Creates a ModuleList of RelaxLayer instances based on C_in_list and neuron_list.

forward(x)[source]

Forward pass through the relaxed FNN.

Parameters:: x (torch.Tensor) – Input tensor of shape (batch_size, C_in_list[0]).
Returns:: Output tensor of shape (batch_size, 1).
Return type:: torch.Tensor

init_weights()[source]

Initialize architecture parameters gs.

Creates learnable parameters for each layer, with the first two entries controlling identity vs. nonlinear mixing and the remaining entries selecting neuron counts.

gs shape: (layers, len(neuron_list) + 1), where:

gs[i, 0] corresponds to the weight for the identity path in layer i.
gs[i, 1] corresponds to the weight for the nonlinear path in layer i.
gs[i, 2:] correspond to the weights for selecting neuron counts in layer i.

load_gs(arch_param)[source]

Load architecture parameters from an external list.

self.arch_para is a list length 1, where the first element is the architecture parameter tensor gs.

Parameters:: arch_param (list of torch.Tensor) – List where the first element contains the architecture parameters.

searched_neuron(threshold=0.001)[source]

Derive the discrete architecture from learned parameters.

If the identity vs. nonlinear weights are close, retain a residual connection and append the selected neuron count. The residual connection is denoted by ‘0+’ followed by the selected neuron count. Otherwise, select the dominant option.

Parameters:: threshold (float, optional) – Threshold for determining if identity and nonlinear paths are close. Default is 1e-3.
Returns:: List of selected neuron descriptors per layer.
Return type:: list

class ai4plasma.core.network.RelaxLayer(C_in, neuron_list, act_fun=Tanh(), init_method='xavier')[source]

Bases: Network

Relaxed hidden layer for NAS-PINN architecture search.

Implements a relaxed fully connected hidden layer where the effective operation is determined by learnable architecture parameters g.
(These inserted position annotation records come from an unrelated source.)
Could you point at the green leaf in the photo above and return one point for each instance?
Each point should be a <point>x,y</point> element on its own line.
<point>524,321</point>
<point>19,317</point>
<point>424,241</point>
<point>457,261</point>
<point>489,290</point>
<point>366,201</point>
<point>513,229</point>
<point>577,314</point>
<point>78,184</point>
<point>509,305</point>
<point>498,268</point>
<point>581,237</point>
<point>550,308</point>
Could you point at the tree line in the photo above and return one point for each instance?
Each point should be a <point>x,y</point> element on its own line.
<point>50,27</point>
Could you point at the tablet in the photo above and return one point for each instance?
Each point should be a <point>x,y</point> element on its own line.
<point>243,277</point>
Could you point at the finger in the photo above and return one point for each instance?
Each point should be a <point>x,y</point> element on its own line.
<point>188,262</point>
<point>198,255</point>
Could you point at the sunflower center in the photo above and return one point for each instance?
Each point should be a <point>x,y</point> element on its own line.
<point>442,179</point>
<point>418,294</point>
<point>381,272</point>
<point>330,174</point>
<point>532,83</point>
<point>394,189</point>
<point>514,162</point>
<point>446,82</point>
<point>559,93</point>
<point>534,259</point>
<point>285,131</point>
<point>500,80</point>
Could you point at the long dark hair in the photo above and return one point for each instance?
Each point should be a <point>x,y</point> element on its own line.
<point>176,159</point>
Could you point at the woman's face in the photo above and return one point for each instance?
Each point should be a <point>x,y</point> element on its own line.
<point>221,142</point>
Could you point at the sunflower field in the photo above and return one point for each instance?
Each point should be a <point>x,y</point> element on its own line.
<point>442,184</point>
The layer blends identity and nonlinear transformations with soft selections over candidate neuron counts.

Parameters:

C_in (int) – Input feature dimension.
neuron_list (list of int) – Candidate neuron counts. neuron_list[0] is treated as identity.
act_fun (torch.nn.Module, optional) – Activation function applied after the linear operator. Default is Tanh.
init_method ({'xavier', 'zero'}, optional) – Weight initialization method for the linear operator. Default is ‘xavier’.

C_in

Input feature dimension.

Type:: int

neuron_list

Candidate neuron counts (including identity as index 0).

Type:: list of int

op

Linear + activation operator for the maximal neuron count.

Type:: torch.nn.Sequential

masks

Binary masks used to select subsets of neurons.

Type:: torch.Tensor

forward(x, g)[source]

Forward pass with relaxed architecture parameters.

Parameters:

x (torch.Tensor) – Input tensor of shape (batch_size, C_in).
g (torch.Tensor) – Architecture parameter tensor for this layer. The first two entries control identity vs. nonlinear mixing; the remaining entries select neuron counts.

Returns:

Output tensor of shape (batch_size, max(neuron_list)).

Return type:

torch.Tensor

init_weights(net, method='xavier')[source]

Initialize weights for the linear operator.

Parameters:

net (torch.nn.Sequential) – Operator whose weights will be initialized.
method ({'xavier', 'zero'}, optional) – Weight initialization method. Default is ‘xavier’.